Все было не так, и в словах угадывался ложный оттенок, но Натали уже утратила контроль над собой. Когда горячий требовательный рот завладел ее губами, она открылась для поцелуя, отвечая с той же страстью, как и в “Испанской вдове”. Горячее солнце Колорадо изливало жар на разморенную землю, его ослепительный свет проникал повсюду, но мысленно Натали находилась в бархатных объятиях темноты, когда все позволено и все к месту. Она льнула к мужскому телу, готовая обвиться вокруг него и отдаться исступленно, как в ту ночь.
— Скажи, что ты хочешь меня, детка… — прошептал Кейн, отстраняясь. — Ну скажи!
— Нет! — крикнула она не столько ему, сколько себе самой. — Я не хочу… я не могу, потому что…
Новый поцелуй заглушил ее протесты.
— Мы не делаем ничего плохого, и ты это знаешь!
Кейн упивался сладостью ее дыхания, нежностью ее губ, возможностью прижать к себе это тело, чтобы ощутить жар женской плоти. Обнаженные груди терлись о завитки волос у него на груди, и все было чудесно… Все, кроме неуступчивого предмета, который ощутимо впился ему в живот. Отодвинувшись, Кейн усмехнулся в ответ на напряженный взгляд Натали.

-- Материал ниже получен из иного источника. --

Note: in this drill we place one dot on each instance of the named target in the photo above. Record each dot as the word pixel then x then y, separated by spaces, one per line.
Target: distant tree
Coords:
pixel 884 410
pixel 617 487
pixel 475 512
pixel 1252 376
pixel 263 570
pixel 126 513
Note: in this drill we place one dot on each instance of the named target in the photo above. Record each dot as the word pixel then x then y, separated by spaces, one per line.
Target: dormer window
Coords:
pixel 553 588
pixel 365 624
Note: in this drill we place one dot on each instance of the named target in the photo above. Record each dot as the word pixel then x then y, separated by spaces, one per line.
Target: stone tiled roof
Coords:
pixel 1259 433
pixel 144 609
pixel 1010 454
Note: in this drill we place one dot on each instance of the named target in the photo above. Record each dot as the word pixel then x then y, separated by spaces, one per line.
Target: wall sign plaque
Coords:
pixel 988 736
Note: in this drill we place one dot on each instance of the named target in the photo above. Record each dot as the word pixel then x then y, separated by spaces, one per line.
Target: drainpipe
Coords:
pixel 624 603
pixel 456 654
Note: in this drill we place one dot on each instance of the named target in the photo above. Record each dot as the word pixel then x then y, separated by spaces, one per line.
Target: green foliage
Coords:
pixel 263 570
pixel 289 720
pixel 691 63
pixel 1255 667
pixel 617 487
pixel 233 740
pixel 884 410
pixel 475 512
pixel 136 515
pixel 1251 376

— Твой револьвер! Я совсем забыл про него. — Заметив, что дуло направлено прямо на его возбужденную плоть, он иронично усмехнулся: — Лучше убери его подальше. Разве не жаль будет лишиться того, с чем можно так славно позабавиться?
Фамильярность этого замечания была словно холодный душ, мгновенно погасивший страсть. Натали вырвалась с яростью, столь же сильной, как и ее недавнее исступление. Она была смертельно оскорблена.
— Негодяй! — прошипела она, лихорадочно заправляя мятую рубаху в брюки. — Подходящая минута для пошлостей, ничего не скажешь! Вот, значит, как ты к этому относишься! Ты мне противен!
— Мне очень жаль, детка…
Кейн запнулся, осознав наконец, до чего фальшив взятый им тон. В паху ныло от прилива крови, и это мешало сосредоточиться.
— Жаль? Чего? Что не получилось еще раз мною попользоваться? Для этого в первую очередь нужно было выказать хоть немного уважения! И вообще, мистер Ковингтон, впредь советую помнить, что я не податливая девчонка, а наивысший юридический чиновник округа Кастлтон!
— И что из этого следует? — осведомился Кепи, тоже начиная закипать.
Еще минуту назад эта красотка таяла в его объятиях, а теперь пытается поставить его на место, как хозяйка — зарвавшегося слугу! Хочешь быть леди — так и веди себя как леди, а уж если не зазорно отдаться первому встречному обросшему лиходею, так не суди других за слабости! Это чисто по-женски: позволить себе лишнее, а потом свалить все на мужчину!